Memórias de uma guria viajante VII: Pesadelos

          O lugar era arejado e confortável. As janelas eram grandes, tomavam toda a parede leste da sala, cobertas por persianas que, agora, estavam abertas. Podia avistar os prédios altos que circundavam aquele próprio. Mais além, além dos prédios, o céu estava límpido. Não aparentava ter chovido como tinha chovido na noite anterior.
          Enquanto meus olhos investigavam detalhes da sala, ela me observava pacientemente. Quadros, mesa, poltrona, divã, tapete... De forma geral, o ambiente possuía uma neutralidade estranha. Um ou outro objeto de cor forte e sóbria dava vida ao lugar. Sentei.
- Então, o que te trouxe aqui?
- Bem... Não consigo dormir.
- Há quanto tempo não dorme?
- Não sei. Acho que perdi a conta. Na verdade, não me lembro de muita coisa hoje.
- Você sempre teve crises de insônia?
- Na infância...  Mas os motivos eram outros.
- Motivos, você disse. Você os conhece?
- Mais ou menos. Não sei por que não dormia quando era criança.
- E, agora, você sabe?
- Sei.
          Silêncio. Minhas mãos tremiam, meus olhos estavam cheios de lágrimas. Ela, gentilmente, arrastou uma caixa de lenços de papel pela mesa de centro de madeira que separava sua cadeira da minha, oferecendo-me, de certa forma, consolo.
- Tenho medo, muito medo.
- De quê?
- De pesadelos...
- Você costuma ter muitos pesadelos?
- Às vezes. Eles vêm e vão.
- São recorrentes?
- Alguns...
- Você quer me contar o que acontece nos seus pesadelos?
- Não sei. As palavras têm poder, sabe. Se eu contar, se eu lembrar...
          Silêncio. Ela se ajeitou na poltrona, aproximando-se mais de mim ao inclinar-se para frente. Parecia curiosa.
- É bobagem, eu sei. São só sonhos, eu sei. Compreendo perfeitamente que não são reais. Mas, quando tenho pesadelos, o meu medo ultrapassa a dimensão da racionalidade, sabe? Apesar de entender que os sonhos não cabem na realidade, o medo que sinto é real.
- Desde quando você tem esses pesadelos?
- Desde os onze anos.
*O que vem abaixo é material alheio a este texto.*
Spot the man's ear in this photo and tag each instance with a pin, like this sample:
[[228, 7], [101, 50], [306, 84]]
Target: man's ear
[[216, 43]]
Os iniciais eram mais recorrentes... Envolviam questões religiosas, eu diria que até questões espirituais.
- E os de hoje?
- Ainda tenho esses pesadelos que tinha na infância. Mas, agora, eles são mais violentos, mais absurdos...
- Absurdos?!
- São mais bobos, menos reais, mas muito violentos. E tudo me dá medo. Meu medo me leva a sonhar. 
- Qual o seu maior medo?
- Difícil responder com certeza... 
          Tique-taque. Tique-taque. Tique-taque. Minhas mãos apertavam-se com força, inquietas. Ela as olhava. Me ofereceu água. Aceitei. Com o copo na mão, o nervosismo foi se dissipando. Continuei:
- Acho que de ficar só.
- O que tem de errado em ficar sozinha?
- Não quero passar o resto da vida sozinha. Às vezes, tenho visões... Me vejo sentada, escrevendo um livro. De vez em quando, faço um carinho em meu gato, meu único companheiro.
- Você imagina isso ou sonha?
- Acho que sonho de olhos abertos.
- E o que você pretende vindo aqui? Pretende parar de ter pesadelos?
- Quero parar de ter medo! Quero entender o que se passa comigo. Por que tenho medo agora? Por que dormir se tornou algo tão torturante?
- Você não consegue ou não quer dormir?
- Talvez não consiga porque não quero. Já pensei nisso. Não quero por que tenho medo?
- Medo de quê?
- De ser maculada com violência, de perder o espaço de racionalidade que delimitei, de ter mais medo quando acordar.
          Tique-taque. Tique-taque. Tique-taque. Ela parecia inquieta. Olhou três vezes para o relógio. Parecia buscar cuidadosamente as palavras.
- Vá para casa. Durma. Tenha um pesadelo horrível. Não acorde, deixe que ele termine. Enfrente seu medo. Lembre de tudo. Anote o que lembrar... Traga suas anotações na próxima semana.
- Posso dormir com alguém?
- Durma sozinha. E volte para me contar como foi sua experiência.
- Tudo bem. Até semana que vem.
          Ela também se despediu, levantando-se e abrindo a porta para mim. Assim que cheguei em casa, iniciei meu ritual de relaxamento para dormir. Banho quente, chocolate quente, um bom livro... Finalmente o sono chegou. Dormi como uma pedra. O pesadelo nunca mais voltou. Sonhei com o céu, um anjo me puxou. Não pude voltar para terapia... O sonho nunca mais acabou.